The most recent round of late night TV musical chairs has settled down, with Stephen Colbert cozily installed as the new host of CBS’ Late Show and Trevor Noah now beginning his tenure on Comedy Central’s The Daily Show. But once again, there are still no women hosting late night talk shows, despite a seeming abundance of obvious candidates for the job. The subject has even become a running joke on ABC’s The Muppets, where Miss Piggy is fictionally portrayed as the only woman hosting her own late night show. What’s going on here? Vulture decided to get to the heart of the matter by asking the women themselves, interviewing 37 top comedians about whether or not they would actually want to host a Tonight Show-style gabfest. Respondents include Tina Fey, Retta, Mindy Kaling, and Carol Burnett. (For the record, Amy Schumer, who turned down The Daily Show, has already weighed in this topic and is not among the interviewees.)

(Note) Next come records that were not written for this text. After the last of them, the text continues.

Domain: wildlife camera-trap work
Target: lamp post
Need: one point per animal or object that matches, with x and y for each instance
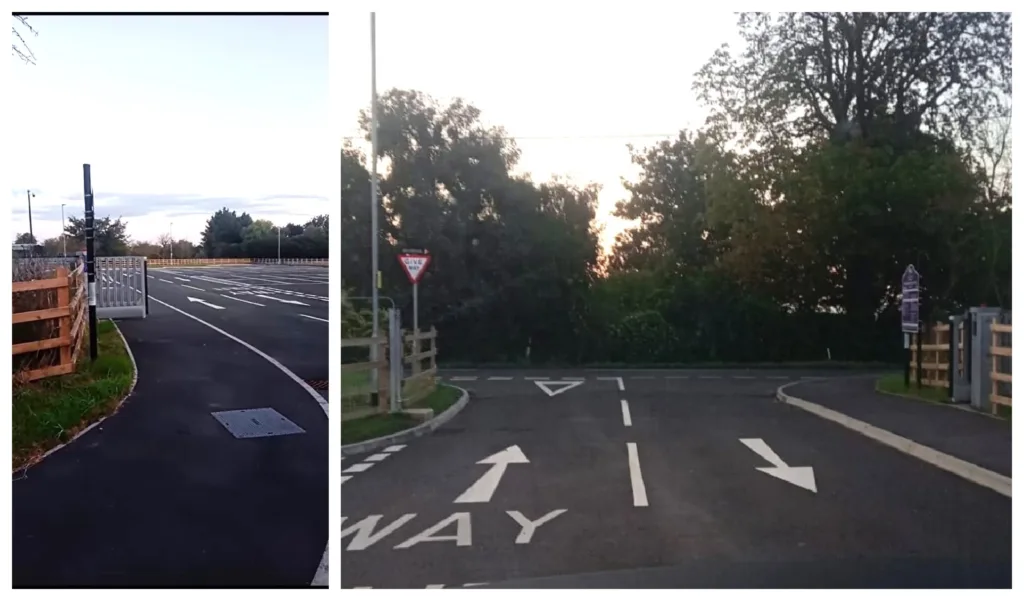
(64, 234)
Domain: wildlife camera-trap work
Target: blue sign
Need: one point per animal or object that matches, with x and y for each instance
(910, 305)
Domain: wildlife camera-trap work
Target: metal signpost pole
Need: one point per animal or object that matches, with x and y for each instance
(90, 261)
(910, 319)
(375, 266)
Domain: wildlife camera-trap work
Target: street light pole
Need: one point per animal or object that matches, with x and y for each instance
(31, 234)
(64, 234)
(375, 261)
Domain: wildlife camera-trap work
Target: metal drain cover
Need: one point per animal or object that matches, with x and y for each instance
(256, 423)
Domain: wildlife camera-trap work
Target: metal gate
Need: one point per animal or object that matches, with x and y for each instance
(121, 288)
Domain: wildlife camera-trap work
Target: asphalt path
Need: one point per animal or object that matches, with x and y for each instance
(162, 495)
(664, 487)
(282, 310)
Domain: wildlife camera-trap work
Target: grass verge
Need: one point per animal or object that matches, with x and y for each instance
(50, 412)
(369, 427)
(893, 383)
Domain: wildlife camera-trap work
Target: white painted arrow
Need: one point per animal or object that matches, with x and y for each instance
(483, 489)
(803, 477)
(281, 300)
(545, 385)
(203, 302)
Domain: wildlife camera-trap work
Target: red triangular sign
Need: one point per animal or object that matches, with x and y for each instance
(414, 265)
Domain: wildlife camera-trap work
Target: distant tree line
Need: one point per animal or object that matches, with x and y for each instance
(840, 148)
(226, 235)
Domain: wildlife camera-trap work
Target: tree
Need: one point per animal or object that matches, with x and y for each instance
(110, 237)
(19, 47)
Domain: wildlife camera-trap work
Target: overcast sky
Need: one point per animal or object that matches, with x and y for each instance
(588, 82)
(177, 116)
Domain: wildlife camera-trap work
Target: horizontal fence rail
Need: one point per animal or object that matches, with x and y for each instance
(50, 318)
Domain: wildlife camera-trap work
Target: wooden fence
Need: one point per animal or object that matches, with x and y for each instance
(64, 300)
(1001, 350)
(935, 359)
(356, 384)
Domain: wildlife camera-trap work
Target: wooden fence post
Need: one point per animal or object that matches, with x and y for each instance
(64, 300)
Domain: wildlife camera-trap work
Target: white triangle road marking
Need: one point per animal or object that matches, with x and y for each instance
(550, 387)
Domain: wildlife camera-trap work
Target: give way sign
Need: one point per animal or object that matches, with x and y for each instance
(414, 264)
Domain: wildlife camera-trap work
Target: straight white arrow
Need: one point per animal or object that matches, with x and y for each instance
(483, 489)
(281, 300)
(803, 477)
(203, 302)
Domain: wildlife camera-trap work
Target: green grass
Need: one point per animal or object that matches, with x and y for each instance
(894, 383)
(374, 426)
(49, 412)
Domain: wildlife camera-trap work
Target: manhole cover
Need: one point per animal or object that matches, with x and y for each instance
(317, 384)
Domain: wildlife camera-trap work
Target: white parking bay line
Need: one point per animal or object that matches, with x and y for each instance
(356, 468)
(243, 301)
(636, 478)
(627, 419)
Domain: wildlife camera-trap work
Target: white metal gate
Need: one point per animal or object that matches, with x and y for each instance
(121, 288)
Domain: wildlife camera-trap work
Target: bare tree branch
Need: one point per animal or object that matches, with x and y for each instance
(20, 48)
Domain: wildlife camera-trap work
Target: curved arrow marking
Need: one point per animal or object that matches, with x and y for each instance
(803, 476)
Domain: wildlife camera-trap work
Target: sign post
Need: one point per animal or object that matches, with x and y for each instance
(910, 317)
(415, 262)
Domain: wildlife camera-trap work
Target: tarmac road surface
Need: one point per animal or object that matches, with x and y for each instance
(685, 478)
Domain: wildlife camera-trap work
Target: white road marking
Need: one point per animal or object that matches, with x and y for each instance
(546, 386)
(483, 488)
(318, 576)
(527, 526)
(627, 420)
(622, 385)
(242, 301)
(357, 468)
(636, 477)
(193, 299)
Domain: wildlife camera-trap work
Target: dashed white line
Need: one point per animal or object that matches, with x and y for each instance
(242, 301)
(636, 477)
(627, 419)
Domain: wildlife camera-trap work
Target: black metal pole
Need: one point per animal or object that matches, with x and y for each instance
(921, 333)
(145, 284)
(32, 234)
(90, 261)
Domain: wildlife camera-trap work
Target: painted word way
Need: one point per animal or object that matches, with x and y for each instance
(456, 528)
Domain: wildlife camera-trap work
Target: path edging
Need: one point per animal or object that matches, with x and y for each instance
(414, 432)
(117, 408)
(967, 470)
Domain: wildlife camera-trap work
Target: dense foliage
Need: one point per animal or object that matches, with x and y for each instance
(841, 147)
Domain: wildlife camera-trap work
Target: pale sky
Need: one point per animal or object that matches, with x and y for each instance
(178, 117)
(599, 78)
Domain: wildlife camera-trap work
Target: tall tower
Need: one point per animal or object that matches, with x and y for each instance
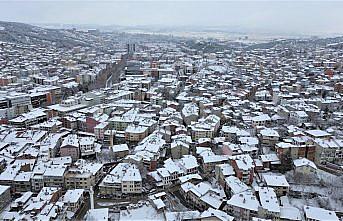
(91, 196)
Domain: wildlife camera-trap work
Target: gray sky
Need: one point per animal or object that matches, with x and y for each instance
(310, 17)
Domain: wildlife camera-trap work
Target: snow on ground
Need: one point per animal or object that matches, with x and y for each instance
(143, 212)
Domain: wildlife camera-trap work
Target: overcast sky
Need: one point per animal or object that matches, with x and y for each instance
(273, 16)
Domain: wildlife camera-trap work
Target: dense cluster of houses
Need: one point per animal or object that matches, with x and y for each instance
(217, 131)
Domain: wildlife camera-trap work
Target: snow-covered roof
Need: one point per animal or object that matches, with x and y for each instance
(319, 214)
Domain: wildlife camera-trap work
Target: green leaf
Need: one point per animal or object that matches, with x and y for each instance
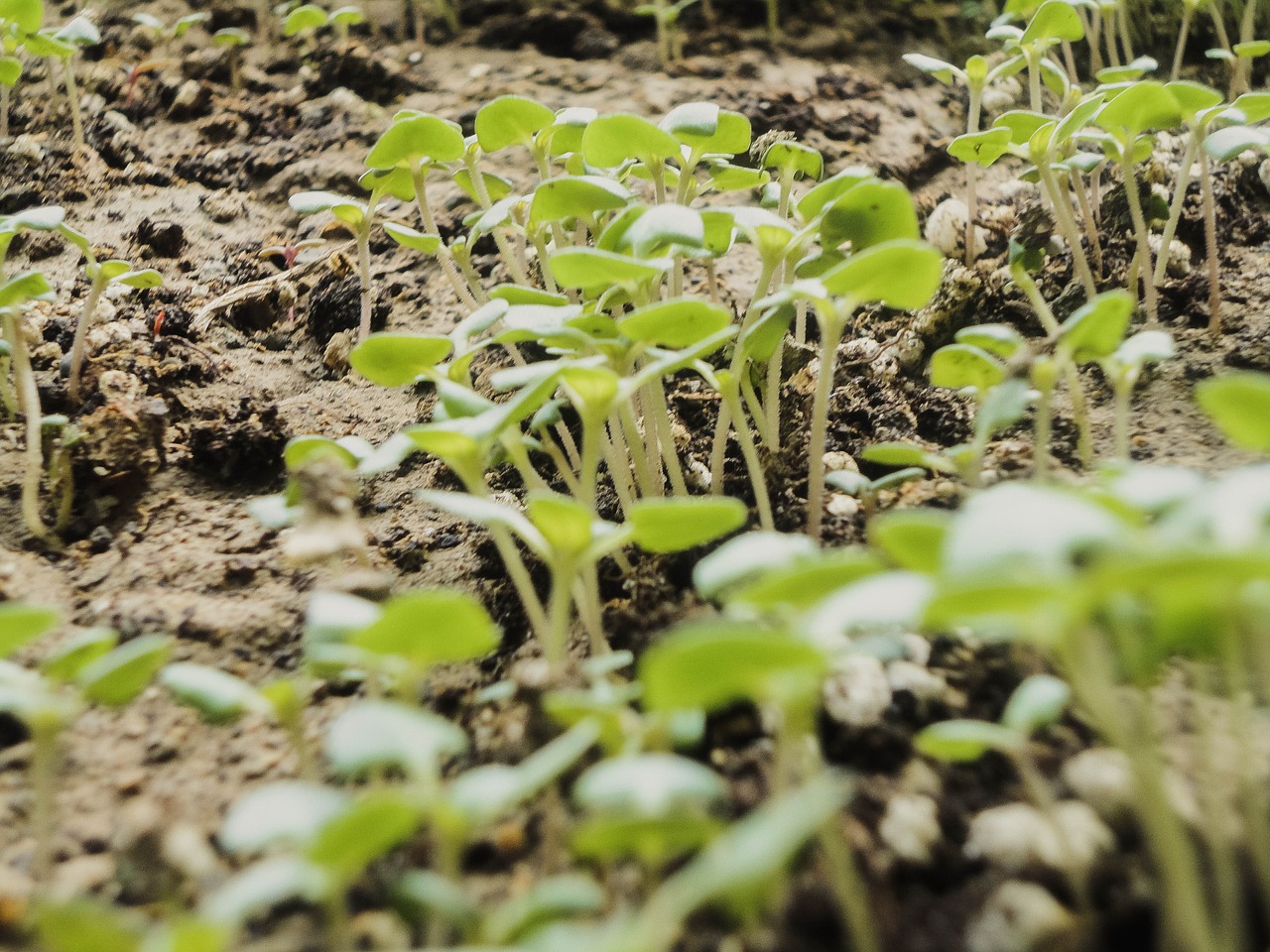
(264, 885)
(806, 581)
(217, 696)
(417, 139)
(572, 197)
(744, 557)
(509, 121)
(143, 280)
(1239, 407)
(1096, 329)
(980, 148)
(568, 526)
(944, 71)
(903, 273)
(1143, 105)
(611, 140)
(962, 740)
(86, 925)
(911, 538)
(1053, 22)
(363, 832)
(64, 662)
(117, 676)
(304, 18)
(284, 811)
(549, 898)
(1230, 141)
(590, 268)
(679, 524)
(708, 665)
(397, 359)
(794, 159)
(707, 128)
(10, 71)
(373, 735)
(431, 626)
(27, 16)
(22, 624)
(27, 286)
(961, 366)
(870, 213)
(1038, 702)
(412, 239)
(676, 322)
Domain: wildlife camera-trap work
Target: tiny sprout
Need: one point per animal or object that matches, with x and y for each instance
(232, 40)
(63, 45)
(1239, 407)
(653, 806)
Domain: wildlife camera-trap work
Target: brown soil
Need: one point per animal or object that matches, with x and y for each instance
(162, 542)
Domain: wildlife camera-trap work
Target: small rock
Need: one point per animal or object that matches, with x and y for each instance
(164, 238)
(82, 876)
(27, 148)
(225, 206)
(842, 506)
(945, 229)
(190, 99)
(1017, 837)
(857, 693)
(16, 892)
(922, 683)
(1101, 778)
(1019, 916)
(911, 828)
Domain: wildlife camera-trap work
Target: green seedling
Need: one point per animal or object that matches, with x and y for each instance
(571, 539)
(19, 19)
(62, 436)
(648, 806)
(666, 16)
(1201, 108)
(232, 41)
(975, 148)
(16, 296)
(418, 143)
(1239, 407)
(888, 267)
(163, 35)
(63, 45)
(1127, 119)
(1123, 370)
(102, 276)
(330, 841)
(712, 664)
(740, 866)
(359, 218)
(1222, 146)
(84, 671)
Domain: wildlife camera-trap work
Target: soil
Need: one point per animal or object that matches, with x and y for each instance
(193, 402)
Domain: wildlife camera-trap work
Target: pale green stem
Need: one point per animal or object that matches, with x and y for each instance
(1139, 226)
(1179, 200)
(28, 399)
(830, 330)
(94, 295)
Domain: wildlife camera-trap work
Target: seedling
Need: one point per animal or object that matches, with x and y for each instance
(102, 276)
(232, 40)
(1124, 368)
(1127, 118)
(571, 539)
(85, 671)
(16, 295)
(63, 45)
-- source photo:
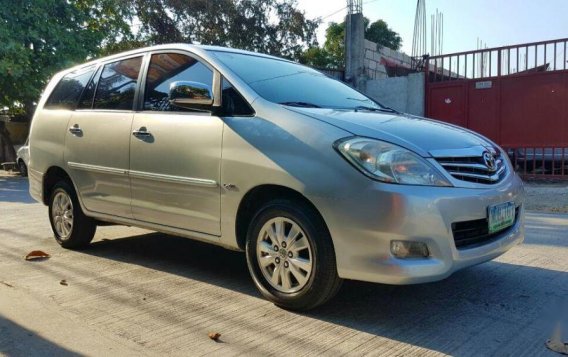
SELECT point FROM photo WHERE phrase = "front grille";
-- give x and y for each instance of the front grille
(473, 233)
(473, 169)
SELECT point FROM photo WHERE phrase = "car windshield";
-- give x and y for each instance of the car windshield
(292, 84)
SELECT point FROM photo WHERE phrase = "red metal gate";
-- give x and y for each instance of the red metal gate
(515, 95)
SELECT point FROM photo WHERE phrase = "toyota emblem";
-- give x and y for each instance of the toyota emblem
(489, 160)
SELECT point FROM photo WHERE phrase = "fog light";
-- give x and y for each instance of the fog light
(408, 249)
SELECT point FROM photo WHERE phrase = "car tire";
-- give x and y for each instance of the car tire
(290, 256)
(23, 168)
(72, 229)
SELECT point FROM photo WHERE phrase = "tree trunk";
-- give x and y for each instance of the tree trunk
(7, 152)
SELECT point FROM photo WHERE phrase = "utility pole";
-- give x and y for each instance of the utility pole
(355, 45)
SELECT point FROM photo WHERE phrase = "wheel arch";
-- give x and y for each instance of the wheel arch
(53, 175)
(258, 196)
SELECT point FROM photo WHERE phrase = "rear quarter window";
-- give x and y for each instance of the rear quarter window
(66, 93)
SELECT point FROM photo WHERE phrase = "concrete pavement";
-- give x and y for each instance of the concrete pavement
(138, 292)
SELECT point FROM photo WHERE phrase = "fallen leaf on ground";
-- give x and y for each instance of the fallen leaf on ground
(214, 336)
(37, 255)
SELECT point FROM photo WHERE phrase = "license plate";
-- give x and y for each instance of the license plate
(501, 216)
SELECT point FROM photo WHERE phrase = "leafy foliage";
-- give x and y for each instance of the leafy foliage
(40, 37)
(380, 33)
(270, 26)
(332, 54)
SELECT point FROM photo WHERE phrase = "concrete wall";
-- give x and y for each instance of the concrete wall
(374, 60)
(405, 94)
(354, 50)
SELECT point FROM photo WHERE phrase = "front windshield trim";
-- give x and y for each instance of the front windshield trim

As you might guess, responses to the question vary greatly. Neither Tina Fey nor Mindy Kaling is into it, both citing “the grind” of doing such a program. “I don’t know if I’d have the energy to talk about why this actress is selling aloe juice or whatever,” Kaling says. Fey bluntly describes her probable lack of interest in typical talk show guests: “So much of the dynamic of shows like that is like, ‘I’m a young actress,’ and if you don’t want to fuck that young actress, then why are you talking to her?” Others, like Margaret Cho and Crazy Ex-Girlfriend star Rachel Bloom, would jump at the chance. “I have the chops,” says Cho, “and could do every job from the monologue to interviewing guests.” Bloom, meanwhile, would try to make her show “feel like vaudeville.” Former Last Comic Standing winner Iliza Shlesinger expresses a common sentiment when she says, “My only goal in Hollywood is to have a late-night show, and I won’t stop until this dream is a reality.” Several of the women surveyed use the word “dream” when talking about their late night aspirations, suggesting that, for many comedians, hosting a nightly talk show is the ultimate show business goal. Others, like Cameron Esposito, are more pragmatic. ”Yeah, sure, I’ll host a late-night show,” says Esposito. “Are you guys offering?”